Even after the end of the anti-Maoist operation in Kumandih forest in Latehar,nobody told villagers in Jharkhand’s Barkadih panchayat to keep away from Beang,the hill on which they depend for their survival. Neither the state,nor the Maoists. Till Jaspatia Devi,45,had her legs blown off by a landmine when she went up the hill with her husband on July 14.

Jaspatia had stepped on one of the many pressure bombs planted by the Maoists to fortify their position atop the hill where they set up a training camp. After the June 25-July 11 operation by the state police and the CRPF,the Maoists had left this camp and escaped. Though the security forces scaled the hill and destroyed the camp,no demining operation was mounted. Hence,an unknown number and type of landmines lie over a 100-sq-km area,waiting to claim another life.

“My parents had gone to Beang hill,10 km from our village Jobla,at five in the morning to pick dori (fruit of the mahua tree). As they were walking back at about 8 am,my mother was some three paces ahead of my father.
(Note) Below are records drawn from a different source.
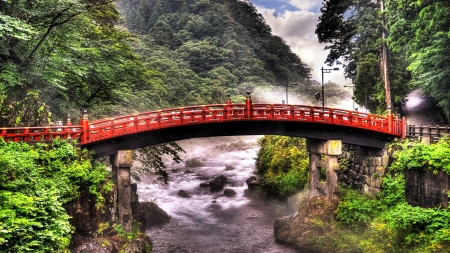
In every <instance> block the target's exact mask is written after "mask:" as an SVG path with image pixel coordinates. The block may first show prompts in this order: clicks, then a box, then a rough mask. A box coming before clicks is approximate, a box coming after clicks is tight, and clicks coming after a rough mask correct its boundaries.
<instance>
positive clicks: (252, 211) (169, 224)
mask: <svg viewBox="0 0 450 253" xmlns="http://www.w3.org/2000/svg"><path fill="white" fill-rule="evenodd" d="M237 141H244V142H246V143H251V144H252V146H251V147H250V148H248V149H245V150H233V151H230V152H228V151H226V150H221V149H219V148H216V147H217V146H219V145H221V144H226V143H230V142H237ZM255 141H256V137H245V138H244V137H223V138H217V137H214V138H202V139H191V140H185V141H180V142H179V145H180V146H182V147H183V148H184V149H185V151H186V154H183V155H182V158H183V160H184V162H185V161H186V160H187V159H190V158H193V157H197V158H199V159H200V160H201V161H202V162H203V163H204V166H202V167H196V168H186V167H185V164H184V162H183V163H180V164H176V163H173V164H170V163H167V164H166V166H167V167H168V172H169V176H170V181H169V183H168V184H167V185H164V184H162V183H161V182H160V181H157V180H156V177H153V176H149V177H146V178H143V179H142V181H141V182H138V194H139V201H141V202H143V201H156V203H157V204H158V205H159V206H160V207H161V208H162V209H163V210H165V211H166V212H167V213H168V214H169V215H170V216H171V217H172V219H171V220H170V222H169V223H168V224H165V225H162V226H158V227H152V228H149V229H147V231H146V233H147V234H148V235H149V237H150V238H151V239H152V241H153V247H154V248H153V251H152V252H161V253H163V252H164V253H169V252H170V253H179V252H190V253H191V252H192V253H193V252H198V253H213V252H230V253H231V252H233V253H239V252H241V253H244V252H254V253H259V252H264V253H266V252H267V253H269V252H270V253H276V252H279V253H281V252H283V253H289V252H297V251H296V250H294V249H291V248H287V247H284V246H282V245H279V244H277V243H275V242H274V236H273V222H274V220H275V219H276V218H278V217H280V216H282V215H286V210H284V209H285V208H286V205H282V204H275V203H273V202H263V201H258V200H251V199H248V198H246V197H244V190H245V189H247V185H246V183H245V180H246V179H247V178H249V177H250V176H252V175H254V174H253V173H254V170H255V157H256V153H257V151H258V147H257V146H256V143H255ZM226 165H228V167H229V168H231V166H233V167H234V169H232V170H225V167H226ZM186 170H192V171H193V173H185V172H186ZM220 175H224V176H226V177H227V178H228V180H227V182H228V183H227V184H226V185H225V187H224V189H226V188H229V189H233V190H234V191H235V192H236V193H237V194H236V196H234V197H226V196H224V194H223V191H220V192H214V193H212V192H211V191H210V189H209V188H201V187H200V183H204V182H206V183H209V181H211V180H213V179H214V178H215V177H217V176H220ZM179 190H185V191H187V192H188V193H189V195H190V196H191V197H190V198H181V197H179V196H178V195H177V193H178V191H179Z"/></svg>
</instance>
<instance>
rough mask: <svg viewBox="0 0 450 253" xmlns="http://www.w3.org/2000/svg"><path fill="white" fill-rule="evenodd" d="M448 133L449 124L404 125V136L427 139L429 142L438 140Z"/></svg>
mask: <svg viewBox="0 0 450 253" xmlns="http://www.w3.org/2000/svg"><path fill="white" fill-rule="evenodd" d="M448 135H450V127H449V126H439V125H436V126H416V125H408V126H407V127H406V136H407V137H409V138H412V139H417V138H423V139H428V141H429V142H430V143H434V142H437V141H439V140H440V139H441V138H442V137H444V136H448Z"/></svg>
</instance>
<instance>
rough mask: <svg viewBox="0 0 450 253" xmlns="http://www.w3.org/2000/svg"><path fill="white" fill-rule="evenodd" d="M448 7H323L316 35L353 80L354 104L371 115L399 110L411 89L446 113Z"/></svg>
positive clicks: (448, 89)
mask: <svg viewBox="0 0 450 253" xmlns="http://www.w3.org/2000/svg"><path fill="white" fill-rule="evenodd" d="M449 25H450V2H449V1H447V0H431V1H415V0H380V1H370V0H362V1H359V0H358V1H356V0H345V1H341V0H327V1H323V5H322V8H321V16H320V18H319V24H318V25H317V29H316V34H317V36H318V38H319V41H320V42H322V43H326V48H327V49H330V53H329V55H328V58H327V60H326V62H327V63H329V64H333V63H337V64H344V69H345V73H346V76H347V77H348V78H354V84H355V97H356V102H357V103H358V104H360V105H364V104H367V106H368V107H369V108H370V109H371V111H378V112H383V111H386V109H387V106H389V105H391V106H392V107H397V108H396V109H399V108H400V103H401V100H402V99H403V98H404V97H405V95H406V93H407V92H408V91H410V90H412V89H413V88H414V87H420V88H421V90H422V91H423V92H425V93H426V95H430V96H431V97H433V98H434V99H435V100H436V102H437V103H438V105H439V106H441V107H442V108H443V109H444V110H446V111H447V113H448V112H449V110H450V92H449V88H448V87H450V86H449V84H448V80H449V75H450V65H449V59H448V57H447V56H448V55H449V53H450V32H449V30H448V27H449Z"/></svg>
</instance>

She was suddenly lifted up by an explosion,” says Jaspatia’s 20-year-old son Vir Kumar Singh. Jaspatia is at the Rajendra Institute of Medical Sciences in Ranchi. Her right leg had to be amputated below the knee,the left may soon follow.

The importance of Beang hill,officially called Rajgarh hill,to the area is obvious from the urgency with which Jaspatia and her husband braved it less than three days after such a massive operation. Villagers go up to collect mahua flowers around March and to pluck tendu leaves by May end. The villagers also get their wood and bamboo from the hill.

The hill has grown in importance as the Rs 450-crore Sarju Area Development Action Plan covers 10 villages in the panchayat. The first significant action under the SADAP has been the allotment of more houses under the Indira Awaas Yojana. In the absence of construction material from the Beang,villagers are being forced to bring it from other,faraway areas.

Villagers of Barkadih panchayat,which falls in the plains,are now terrified of climbing up the hill,a site that used to be the cornerstone of their existence. All along the way from Kumandih railway station to Kurumkheta,people offered the same warning: “Don’t set foot on the Beang.”

Vir says the Maoists have since warned villagers not to go up the hill: “Someone from Hata village told me that after what happened to my mother,someone from the Party went to Hata village and prohibited people from climbing up the hill for the next two years.”

The fate of a village locally known as Mudhar,which sits atop the Beang hill and which almost exclusively has people of the Parhaiya tribe,is unknown to those in the plains. “There are nine families in Mudhar. They are all fine; they move about. Demining is not easy. The landmines cover a hilly area of about 100 sq km,” said Latehar’s Superintendent of Police Michael S. Raj,who had reached Mudhar village along with Director General of Police Rajeev Kumar after the conclusion of the operation.

The police have no intention of clearing the mines till they have to do it for their own safety. “We will demine when we go for operations in the region,which is what we usually do. The tactic exposes the ugly face of the Maoists,how they don’t care for the people,” he said.

But for the villagers,it’s a familiar narrative of being trapped between the forces and the Maoists. “We are like a football. Either side kicks us about as they please,” said Dinesh Lohra at Hata village while the pradhan of his village nodded in agreement.